La vita degli emigranti sarebbe infernale, come la realtà del paese di partenza, se non ci fossero delle persone per bene, “angeli” – come li chiama la protagonista – che li accolgono e li aiutano con enorme generosità e combattono per i loro diritti.
Mirela riesce a trovare non solo la sua amica Dorina, ma anche la sua
studentessa Ana, rapita dai banchi della scuola in Albania. Storie da leggere, storie su cui riflettere. Sicuramente è un romanzo “al femminile”, non tanto per l’autrice quanto per i personaggi e le storie di donne e ragazze che descrive, dove non mancano le seconde generazioni.
I personaggi del libro non sono solo albanesi e italiani, ce ne sono di altre nazionalità, ma sembrano tutti uniti dalle sofferenze, dal sentirsi stranieri e dalla diversità, che spesso viene percepita come un problema e non come una risorsa. Ma il romanzo non è pessimista e non potrebbe esserlo in un mondo dove esiste anche la bontà e l’amore.
Il romanzo è costellato di proverbi albanesi e “detti della nonna”, che vengono frequentemente e puntualmente riportati dalla narratrice, come una specie di guida spirituale, di bussola nel mare aperto della vita, oppure una specie di mappa valoriale che l’aiuta nel suo percorso migratorio.
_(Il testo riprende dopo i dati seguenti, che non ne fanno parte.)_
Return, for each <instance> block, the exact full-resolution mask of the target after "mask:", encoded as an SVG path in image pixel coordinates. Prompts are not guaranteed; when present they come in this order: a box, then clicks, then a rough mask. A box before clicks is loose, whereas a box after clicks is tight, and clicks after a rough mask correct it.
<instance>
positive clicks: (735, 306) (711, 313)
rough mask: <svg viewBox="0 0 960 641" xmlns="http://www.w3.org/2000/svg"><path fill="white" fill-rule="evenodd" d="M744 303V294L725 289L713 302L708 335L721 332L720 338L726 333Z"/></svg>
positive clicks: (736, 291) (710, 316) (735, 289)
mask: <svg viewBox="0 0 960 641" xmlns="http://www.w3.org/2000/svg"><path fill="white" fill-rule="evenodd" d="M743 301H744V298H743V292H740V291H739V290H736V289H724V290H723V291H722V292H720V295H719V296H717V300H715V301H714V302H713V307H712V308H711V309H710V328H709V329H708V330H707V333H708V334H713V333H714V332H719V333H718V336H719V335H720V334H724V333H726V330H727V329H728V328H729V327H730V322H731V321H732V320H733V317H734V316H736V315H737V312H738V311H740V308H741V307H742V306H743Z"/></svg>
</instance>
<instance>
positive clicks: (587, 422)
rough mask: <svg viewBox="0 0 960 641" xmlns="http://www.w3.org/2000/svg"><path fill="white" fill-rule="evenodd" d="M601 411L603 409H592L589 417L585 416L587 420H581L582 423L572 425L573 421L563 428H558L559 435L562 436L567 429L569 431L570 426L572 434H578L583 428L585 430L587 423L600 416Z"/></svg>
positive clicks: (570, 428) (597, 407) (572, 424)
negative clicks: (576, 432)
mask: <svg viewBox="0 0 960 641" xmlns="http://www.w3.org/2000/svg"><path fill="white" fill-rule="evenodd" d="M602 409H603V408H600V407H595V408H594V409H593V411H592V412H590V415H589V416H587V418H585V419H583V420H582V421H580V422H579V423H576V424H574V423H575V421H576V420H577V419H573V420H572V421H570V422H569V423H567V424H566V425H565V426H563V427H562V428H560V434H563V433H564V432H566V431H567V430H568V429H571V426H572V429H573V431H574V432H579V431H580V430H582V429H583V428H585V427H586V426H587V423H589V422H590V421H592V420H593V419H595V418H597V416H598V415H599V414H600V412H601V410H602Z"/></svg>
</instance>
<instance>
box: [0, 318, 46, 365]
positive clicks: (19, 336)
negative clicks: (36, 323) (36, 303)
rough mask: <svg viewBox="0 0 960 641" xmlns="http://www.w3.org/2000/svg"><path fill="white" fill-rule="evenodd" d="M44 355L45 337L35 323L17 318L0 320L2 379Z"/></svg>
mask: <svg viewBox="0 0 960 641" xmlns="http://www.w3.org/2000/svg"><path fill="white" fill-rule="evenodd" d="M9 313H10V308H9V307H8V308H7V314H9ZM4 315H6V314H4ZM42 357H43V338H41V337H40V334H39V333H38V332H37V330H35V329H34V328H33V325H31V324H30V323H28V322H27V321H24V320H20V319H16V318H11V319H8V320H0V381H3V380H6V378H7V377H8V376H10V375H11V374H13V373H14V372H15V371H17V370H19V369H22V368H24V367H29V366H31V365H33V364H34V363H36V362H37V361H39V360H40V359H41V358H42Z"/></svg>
«Quando trovi insegnamenti di saggezza, falli tuoi, farfalla di nonna», ricorda la protagonista del romanzo e confessa che da bambina non capiva fino in fondo che le parole della “dolce nonnina” erano dei tesori rari, una filosofia intera sintetizzata in poche righe d’oro. Parafrasando l’ultima frase del romanzo, si potrebbe dire che tutte le nonne del mondo sono uguali.